Evidenced by Anc80, this unique synthetic biology and computational design approach allows for immediate use in therapeutic programs. Furthermore, it provides unprecedented engineering opportunities to overcome deficiencies of current technologies to address diseases of unmet need for broader patient populations. Anc80, a putative ancestor of AAV1, 2, 3, 6, 7, 8, rh.10, and AAV9, was designed to retain key desirable aspects for clinical translation, while distinguishing itself antigenically from circulating AAVs. Anc80 was shown in mice and non-human primates to be a safe and potent therapeutic gene delivery vector in preclinical studies and previously licensed to Selecta Biosciences for specific indications, including methylmalonic acidemia.

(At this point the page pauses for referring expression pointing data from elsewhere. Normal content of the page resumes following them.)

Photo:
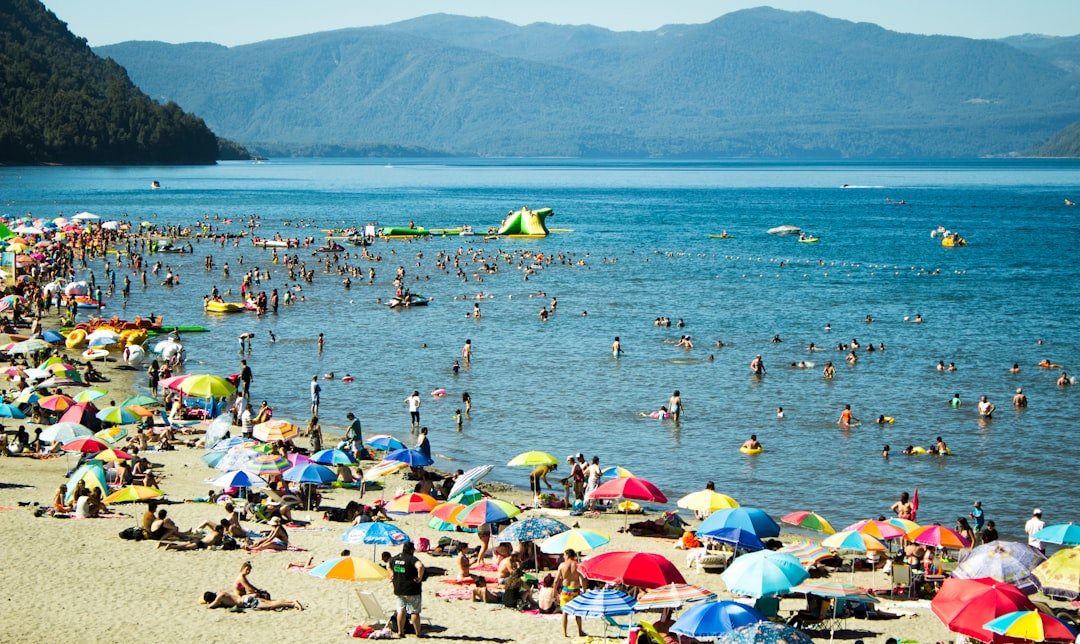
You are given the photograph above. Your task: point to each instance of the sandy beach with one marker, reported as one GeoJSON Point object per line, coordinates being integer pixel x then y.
{"type": "Point", "coordinates": [76, 580]}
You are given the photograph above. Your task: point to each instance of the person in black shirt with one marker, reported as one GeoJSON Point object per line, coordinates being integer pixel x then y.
{"type": "Point", "coordinates": [407, 579]}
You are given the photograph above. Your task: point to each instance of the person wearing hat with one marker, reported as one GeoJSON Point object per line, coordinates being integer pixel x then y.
{"type": "Point", "coordinates": [1020, 400]}
{"type": "Point", "coordinates": [1035, 524]}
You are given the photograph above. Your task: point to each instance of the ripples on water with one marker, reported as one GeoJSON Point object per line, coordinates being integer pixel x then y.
{"type": "Point", "coordinates": [554, 386]}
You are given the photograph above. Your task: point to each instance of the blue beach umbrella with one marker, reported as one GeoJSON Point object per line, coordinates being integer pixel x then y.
{"type": "Point", "coordinates": [333, 457]}
{"type": "Point", "coordinates": [531, 528]}
{"type": "Point", "coordinates": [765, 632]}
{"type": "Point", "coordinates": [309, 472]}
{"type": "Point", "coordinates": [1063, 534]}
{"type": "Point", "coordinates": [739, 538]}
{"type": "Point", "coordinates": [713, 619]}
{"type": "Point", "coordinates": [748, 519]}
{"type": "Point", "coordinates": [764, 573]}
{"type": "Point", "coordinates": [599, 603]}
{"type": "Point", "coordinates": [409, 457]}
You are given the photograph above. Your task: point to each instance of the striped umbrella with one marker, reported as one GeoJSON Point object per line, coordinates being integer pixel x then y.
{"type": "Point", "coordinates": [809, 521]}
{"type": "Point", "coordinates": [487, 511]}
{"type": "Point", "coordinates": [808, 552]}
{"type": "Point", "coordinates": [673, 595]}
{"type": "Point", "coordinates": [853, 541]}
{"type": "Point", "coordinates": [410, 502]}
{"type": "Point", "coordinates": [937, 536]}
{"type": "Point", "coordinates": [599, 603]}
{"type": "Point", "coordinates": [531, 528]}
{"type": "Point", "coordinates": [577, 539]}
{"type": "Point", "coordinates": [881, 530]}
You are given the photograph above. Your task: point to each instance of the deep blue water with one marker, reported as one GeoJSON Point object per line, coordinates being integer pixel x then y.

About Grousbeck Gene Therapy Center and Ocular Genomics Institute
Researchers in the Grousbeck Gene Therapy Center at Massachusetts Eye and Ear pursue the vision of genetic medicine in ophthalmology and beyond. Founded by Massachusetts Eye and Ear® and the Harvard Medical School Department of Ophthalmology in 2014 through a generous donation by the Grousbeck Family, the Center is an integral part of the Ocular Genomics Institute, with a mission to improve our understanding of the genetic basis of eye diseases in order to unlock novel treatment modalities. Led by Luk H. Vandenberghe, Ph.D., research in the Center is directed toward studying the biology of somatic gene transfer, the development of enabling gene transfer technology, and translation of gene therapies to the clinic. Dr. Vandenberghe is a co-inventor on several AAV vector technologies and methods, including Anc80 which are licensed to biotech and pharmaceutical entities for which he receives royalties.